The changes have been introduced by the Committee of Advertising Practice (CAP) to protect under-18s and other vulnerable groups.
he new rules also include a ban on showing teams’ kits and stadiums in adverts and in video game content.
The changes come into effect on 1 October and will be in place for the 2022 Qatar World Cup, usually a time when betting companies make a huge marketing push.
The new rules state that sportspeople, celebrities and social media influencers who are “likely to be of strong appeal to children or young persons, especially by reflecting or being associated with youth culture” will be banned from gambling and lottery adverts.
CAP said this includes footballers with a large under-18 following on social media.
Shahriar Coupal, director of CAP, says: “The days of gambling ads featuring sports stars, video game imagery and other content of strong appeal to under-18s are numbered.
“By ending these practices, our new rules invite a new era for gambling ads, more particular to the adult audience they can target and more befitting of the age-restricted product they’re promoting.”
Currently, a number of footballing personalities feature in betting adverts.
Former Manchester United, Chelsea and Tottenham manager Jose Mourinho has featured in Paddy Power adverts, as has former Arsenal player Jack Wilshere.
Former Love Island contestant Chris Hughes holds an ambassadorial role for Coral Racing.
Last year, former England and Arsenal midfielder Paul Merson opened up about his gambling addiction in a documentary, saying adverts on TV are a “major trigger”.

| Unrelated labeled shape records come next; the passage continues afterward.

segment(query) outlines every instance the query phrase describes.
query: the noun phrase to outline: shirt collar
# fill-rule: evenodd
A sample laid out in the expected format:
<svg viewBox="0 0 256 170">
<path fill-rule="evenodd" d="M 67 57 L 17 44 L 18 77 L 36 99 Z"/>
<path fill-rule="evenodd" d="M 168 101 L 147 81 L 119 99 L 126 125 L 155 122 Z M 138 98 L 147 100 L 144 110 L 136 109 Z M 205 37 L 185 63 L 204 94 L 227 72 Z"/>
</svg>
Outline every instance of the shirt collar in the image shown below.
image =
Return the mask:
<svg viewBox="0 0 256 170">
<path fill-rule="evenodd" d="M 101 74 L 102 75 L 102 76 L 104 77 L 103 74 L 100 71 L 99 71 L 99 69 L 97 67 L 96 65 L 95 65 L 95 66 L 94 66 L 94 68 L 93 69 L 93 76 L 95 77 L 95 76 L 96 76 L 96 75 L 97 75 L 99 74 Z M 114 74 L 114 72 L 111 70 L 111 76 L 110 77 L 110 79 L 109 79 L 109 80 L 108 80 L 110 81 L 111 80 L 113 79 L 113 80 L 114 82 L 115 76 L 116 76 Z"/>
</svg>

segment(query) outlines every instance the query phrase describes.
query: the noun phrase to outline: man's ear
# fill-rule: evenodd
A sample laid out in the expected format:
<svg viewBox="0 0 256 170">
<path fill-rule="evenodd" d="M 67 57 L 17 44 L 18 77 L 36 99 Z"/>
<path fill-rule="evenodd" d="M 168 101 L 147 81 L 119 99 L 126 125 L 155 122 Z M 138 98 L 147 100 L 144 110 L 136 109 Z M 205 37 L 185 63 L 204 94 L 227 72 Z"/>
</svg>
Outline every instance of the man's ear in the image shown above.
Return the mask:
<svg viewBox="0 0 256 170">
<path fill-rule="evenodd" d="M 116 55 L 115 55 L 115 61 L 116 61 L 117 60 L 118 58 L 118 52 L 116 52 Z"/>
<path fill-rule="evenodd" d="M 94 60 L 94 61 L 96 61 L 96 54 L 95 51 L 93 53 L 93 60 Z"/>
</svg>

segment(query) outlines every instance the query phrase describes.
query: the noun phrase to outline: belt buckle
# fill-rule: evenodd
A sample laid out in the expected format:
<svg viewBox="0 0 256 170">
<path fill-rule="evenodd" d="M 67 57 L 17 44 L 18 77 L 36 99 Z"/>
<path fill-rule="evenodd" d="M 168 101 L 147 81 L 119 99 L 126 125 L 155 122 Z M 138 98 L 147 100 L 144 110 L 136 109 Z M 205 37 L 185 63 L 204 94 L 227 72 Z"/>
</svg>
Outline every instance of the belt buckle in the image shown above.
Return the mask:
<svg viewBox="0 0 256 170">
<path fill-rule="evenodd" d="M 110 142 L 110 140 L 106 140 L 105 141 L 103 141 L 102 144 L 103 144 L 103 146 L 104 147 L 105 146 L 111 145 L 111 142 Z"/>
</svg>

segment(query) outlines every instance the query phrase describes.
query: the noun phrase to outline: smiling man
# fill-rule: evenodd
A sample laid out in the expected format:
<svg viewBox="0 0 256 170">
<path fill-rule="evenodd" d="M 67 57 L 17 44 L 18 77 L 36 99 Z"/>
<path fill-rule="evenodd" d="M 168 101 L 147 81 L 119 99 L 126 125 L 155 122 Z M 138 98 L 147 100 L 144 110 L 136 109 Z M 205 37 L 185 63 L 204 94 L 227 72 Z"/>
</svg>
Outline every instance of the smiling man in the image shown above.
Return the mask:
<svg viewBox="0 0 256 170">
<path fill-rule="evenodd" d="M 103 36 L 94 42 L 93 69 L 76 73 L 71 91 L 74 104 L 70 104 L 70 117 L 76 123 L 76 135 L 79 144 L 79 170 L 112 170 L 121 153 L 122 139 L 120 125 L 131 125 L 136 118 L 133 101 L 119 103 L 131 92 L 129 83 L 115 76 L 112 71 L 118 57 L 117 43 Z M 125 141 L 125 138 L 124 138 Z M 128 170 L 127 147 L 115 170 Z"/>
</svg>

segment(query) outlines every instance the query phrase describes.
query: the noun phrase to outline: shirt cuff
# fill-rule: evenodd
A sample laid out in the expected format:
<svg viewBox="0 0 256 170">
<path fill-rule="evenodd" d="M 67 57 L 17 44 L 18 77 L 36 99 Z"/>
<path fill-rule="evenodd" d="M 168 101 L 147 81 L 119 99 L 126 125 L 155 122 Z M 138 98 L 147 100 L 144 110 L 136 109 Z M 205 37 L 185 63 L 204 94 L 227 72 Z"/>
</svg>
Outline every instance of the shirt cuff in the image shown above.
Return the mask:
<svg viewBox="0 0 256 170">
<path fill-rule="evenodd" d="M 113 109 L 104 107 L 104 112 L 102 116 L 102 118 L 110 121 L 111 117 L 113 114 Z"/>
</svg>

He’s criticised colleagues he commentates with for taking on roles with gambling companies, asking “Do they need the money?”
Micah Richards and Roy Keane have featured heavily in Sky Bet commercials alongside Sky Sports presenter Jeff Stelling.
Merson has been campaigning for betting laws to be changed and recently told BBC Sport that it “sickens” him to see former players and managers in gambling adverts.